Robert Mittman wrote about fuel cells last year and Forbes followed up last week. Hopefully PDA Fuel Cells That Keep Going And Going… will mean that we won’t be searching around for that socket in the departure lounge in a hopeless attempt to keep that phone or laptop going all flight.

HEALTH PLANS: Wellpoint merger wandering through California

While the shareholders have approved the Anthem-Wellpoint merger, it looks like state insurance commissioner John Garamendi is likely to oppose it, causing a little embarrassment for a certain Governator. Meanwhile, the public hearing has been set for later next week.

Again, look for a deal with at least some of the money once headed to the pockets of Wellpoint executives instead ending up in the (bankrupt) state’s coffers.

INDUSTRY: Is nothing sacred? Cardinal admits sinning

OK, not really, but serious bad news at what has been one on the health care industry strongest performers and best run companies.

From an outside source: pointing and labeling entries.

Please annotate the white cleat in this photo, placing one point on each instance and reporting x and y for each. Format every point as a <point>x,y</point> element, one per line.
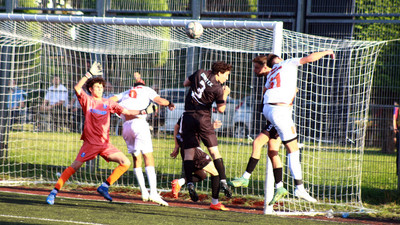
<point>301,193</point>
<point>158,199</point>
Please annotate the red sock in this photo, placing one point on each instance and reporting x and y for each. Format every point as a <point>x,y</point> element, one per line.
<point>64,177</point>
<point>117,173</point>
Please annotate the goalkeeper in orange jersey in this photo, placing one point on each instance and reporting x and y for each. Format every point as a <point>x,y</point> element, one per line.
<point>95,136</point>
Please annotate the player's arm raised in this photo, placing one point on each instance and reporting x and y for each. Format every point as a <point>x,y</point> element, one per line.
<point>95,70</point>
<point>316,56</point>
<point>187,83</point>
<point>164,102</point>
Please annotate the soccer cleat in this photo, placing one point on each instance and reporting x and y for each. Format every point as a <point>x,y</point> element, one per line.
<point>239,182</point>
<point>175,188</point>
<point>145,196</point>
<point>50,198</point>
<point>192,192</point>
<point>226,189</point>
<point>158,199</point>
<point>279,193</point>
<point>301,193</point>
<point>104,192</point>
<point>218,206</point>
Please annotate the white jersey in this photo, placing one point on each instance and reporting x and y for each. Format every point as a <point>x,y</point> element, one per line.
<point>57,94</point>
<point>136,98</point>
<point>281,83</point>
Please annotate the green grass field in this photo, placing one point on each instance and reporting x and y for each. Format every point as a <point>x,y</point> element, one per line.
<point>32,209</point>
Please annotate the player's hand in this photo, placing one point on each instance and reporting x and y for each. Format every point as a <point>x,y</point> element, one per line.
<point>331,53</point>
<point>171,106</point>
<point>151,108</point>
<point>227,90</point>
<point>217,124</point>
<point>136,75</point>
<point>96,69</point>
<point>175,152</point>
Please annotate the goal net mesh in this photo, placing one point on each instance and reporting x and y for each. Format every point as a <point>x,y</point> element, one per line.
<point>330,109</point>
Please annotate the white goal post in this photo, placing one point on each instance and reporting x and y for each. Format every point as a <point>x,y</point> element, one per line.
<point>330,108</point>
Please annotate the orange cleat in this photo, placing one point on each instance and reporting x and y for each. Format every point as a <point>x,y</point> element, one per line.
<point>175,188</point>
<point>218,206</point>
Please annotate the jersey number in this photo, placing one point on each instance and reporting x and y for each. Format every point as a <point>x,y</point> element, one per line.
<point>275,82</point>
<point>132,93</point>
<point>200,90</point>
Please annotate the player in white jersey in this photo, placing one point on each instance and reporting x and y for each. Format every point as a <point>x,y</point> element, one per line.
<point>279,91</point>
<point>136,133</point>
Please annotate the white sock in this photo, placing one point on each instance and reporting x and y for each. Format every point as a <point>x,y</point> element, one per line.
<point>278,185</point>
<point>246,175</point>
<point>181,182</point>
<point>139,176</point>
<point>151,176</point>
<point>300,187</point>
<point>294,165</point>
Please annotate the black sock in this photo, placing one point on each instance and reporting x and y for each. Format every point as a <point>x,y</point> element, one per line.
<point>219,165</point>
<point>189,169</point>
<point>215,187</point>
<point>196,178</point>
<point>278,175</point>
<point>251,165</point>
<point>298,182</point>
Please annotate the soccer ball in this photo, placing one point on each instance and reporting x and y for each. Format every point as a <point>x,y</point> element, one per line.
<point>194,30</point>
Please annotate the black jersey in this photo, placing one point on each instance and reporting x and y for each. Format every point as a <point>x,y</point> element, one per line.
<point>204,90</point>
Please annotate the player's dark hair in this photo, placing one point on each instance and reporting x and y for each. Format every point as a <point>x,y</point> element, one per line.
<point>261,59</point>
<point>270,60</point>
<point>220,66</point>
<point>94,80</point>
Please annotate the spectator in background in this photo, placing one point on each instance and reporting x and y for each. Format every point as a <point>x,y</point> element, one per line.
<point>56,103</point>
<point>108,90</point>
<point>15,102</point>
<point>396,124</point>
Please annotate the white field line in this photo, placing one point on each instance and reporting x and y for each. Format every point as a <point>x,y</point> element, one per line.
<point>46,219</point>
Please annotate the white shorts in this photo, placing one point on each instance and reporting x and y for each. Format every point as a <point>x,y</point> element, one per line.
<point>137,136</point>
<point>281,118</point>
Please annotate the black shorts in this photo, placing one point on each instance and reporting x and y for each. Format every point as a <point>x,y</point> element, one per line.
<point>270,131</point>
<point>201,159</point>
<point>197,126</point>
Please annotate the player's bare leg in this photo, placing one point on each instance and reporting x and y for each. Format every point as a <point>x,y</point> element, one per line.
<point>152,179</point>
<point>219,165</point>
<point>189,169</point>
<point>258,143</point>
<point>295,169</point>
<point>66,174</point>
<point>137,169</point>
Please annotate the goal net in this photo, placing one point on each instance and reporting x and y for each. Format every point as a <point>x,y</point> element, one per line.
<point>38,140</point>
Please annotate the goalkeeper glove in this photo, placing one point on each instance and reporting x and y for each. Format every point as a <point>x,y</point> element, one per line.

Cardinal Health anounced that it would miss profit forecasts, and was being investigated by the SEC. The stock is off 25%. The Street.com has (for them) a balanced article including this juicy quote from one analyst: ‘Multiple investigations, lowered guidance and a hazy outlook on growth have shaken our thesis that CAH is a ‘buy and hold forever’ stock,’ Wieland concluded.". Of course regular THCB readers know what’s coming next. I bought a small amount of Cardinal stock on a slight dip as part of my "sensible" portfolio last month! Oh well, back to crazy biotech companies with no revenue–they’re clearly safer!

POLICY: One in five households struggle with medical debt

I’m moving today and tommorrow so dont expect much real thoughtful action here until next week. However, I’ll list a few bits and pieces you should keep up with.

As you’ll recall in my comparisons of Canadian and US healthcare systems (in my Oh Canada piece and elsewhere) the major issue for lower income Americans is their problems paying the bills associated with medical care. This is virtually unknown elsewhere in the civilized industrialized world. HSC has a new report out showing that 20 million families, which is about 20% of households, in the US have serious problems with medical bills, including having to choose between paying them and paying rent.

With a little more of this rhetoric, health care just might become a slightly more important issue for this election cycle. It’s more likely though that this will continue to build up until the dam bursts in the latter part of this decade, and we engage in a full-scale national debate a la 1992-4.